Feature: Bitemporal Queries: Correctness, Pruning, and Snapshot Reproducibility #5

@hoangsonww

Description

@hoangsonww

Summary

Tighten semantics and performance for time-travel and valid-time queries. Specifically:

  • Make FOR SYSTEM_TIME AS OF … and VALID PERIOD [from,to) provably correct against row version bounds.
  • Add temporal index pruning and predicate pushdown so scans avoid non-overlapping versions.
  • Introduce snapshot tokens to guarantee reproducible results for “as of TX/Timestamp” queries.
  • Harden tuple (record) parsing around open/closed interval edges and null/±∞ bounds.

Goals

  • Correct evaluation of overlap between (tx_from, tx_to] and (valid_from, valid_to] vs. query cut(s).
  • Optimizer can prune segments/rowgroups that cannot match temporal predicates.
  • Stable SnapshotHandle (logical tx id + wallclock + epoch) that pins MVCC horizon.
  • Clear rules for inclusivity: FOR SYSTEM_TIME AS OF t uses tx_from ≤ t ≤ tx_to (or tx_to=∞); VALID PERIOD [a,b) uses half-open.
  • Observable speed-ups on temporal filters in tests/ microbenchmarks.

Non-Goals

  • Full lineage GUI—CLI/SQL lineage_explain() only.
  • Multi-shard causal snapshots (future work).

Design

1) Canonical Temporal Overlap

Implement helpers (header-only temporal.h):

struct Interval { Timestamp lo; Timestamp hi; enum Bound {Open, Closed}; Bound lo_b, hi_b; };
inline bool overlaps(const Interval& row, const Interval& q);
inline bool contains_point(const Interval& row, Timestamp t);
  • Represent “infinite” as kMaxTs and kMinTs.
  • Centralize inclusivity so executor and optimizer share logic.

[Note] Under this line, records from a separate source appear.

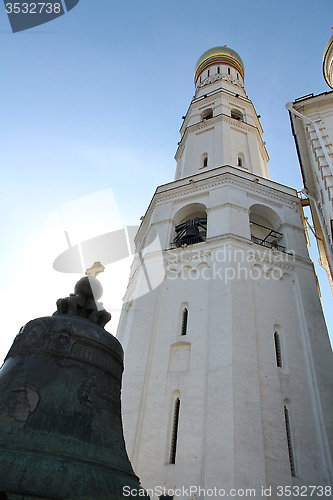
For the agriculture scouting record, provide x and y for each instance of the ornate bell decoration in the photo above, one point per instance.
(61, 432)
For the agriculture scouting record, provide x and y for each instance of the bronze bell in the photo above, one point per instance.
(61, 433)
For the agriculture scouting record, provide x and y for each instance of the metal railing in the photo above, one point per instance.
(268, 244)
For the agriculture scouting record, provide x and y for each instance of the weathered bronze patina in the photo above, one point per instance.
(60, 415)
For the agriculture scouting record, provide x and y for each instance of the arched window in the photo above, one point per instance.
(237, 114)
(184, 322)
(190, 225)
(278, 352)
(204, 160)
(174, 432)
(289, 440)
(207, 114)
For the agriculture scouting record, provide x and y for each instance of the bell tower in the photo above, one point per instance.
(228, 366)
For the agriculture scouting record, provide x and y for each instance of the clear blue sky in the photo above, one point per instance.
(93, 100)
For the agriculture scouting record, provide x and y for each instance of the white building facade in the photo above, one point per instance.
(228, 367)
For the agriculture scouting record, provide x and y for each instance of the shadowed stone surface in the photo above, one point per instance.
(60, 414)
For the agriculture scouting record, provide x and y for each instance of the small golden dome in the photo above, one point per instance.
(328, 63)
(222, 55)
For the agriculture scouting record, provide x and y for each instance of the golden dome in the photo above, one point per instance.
(328, 63)
(215, 55)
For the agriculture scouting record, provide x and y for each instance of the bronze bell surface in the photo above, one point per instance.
(61, 431)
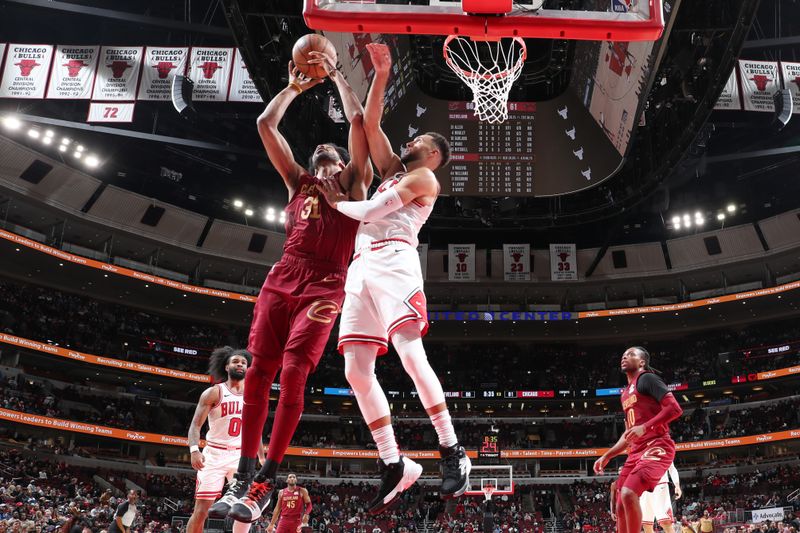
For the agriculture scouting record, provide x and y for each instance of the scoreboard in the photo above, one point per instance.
(493, 159)
(490, 447)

2) Storage: Temporal Min/Max on Chunks

Augment row-page/columnar metadata with:

chunk.tx_min, chunk.tx_max
chunk.valid_min, chunk.valid_max
  • Filled during append/compaction.
  • Exposed to optimizer as TemporalStats.

3) Optimizer: Temporal Pruning & Pushdown

  • Translate FOR SYSTEM_TIME AS OF t to contains_point(tx_interval,t).
  • Translate VALID PERIOD [a,b) to overlaps(valid_interval,[a,b)).
  • Add a pruning rule: if overlaps(chunk.interval, query.interval)==false → skip.
  • Push comparisons down to scan so the executor short-circuits early.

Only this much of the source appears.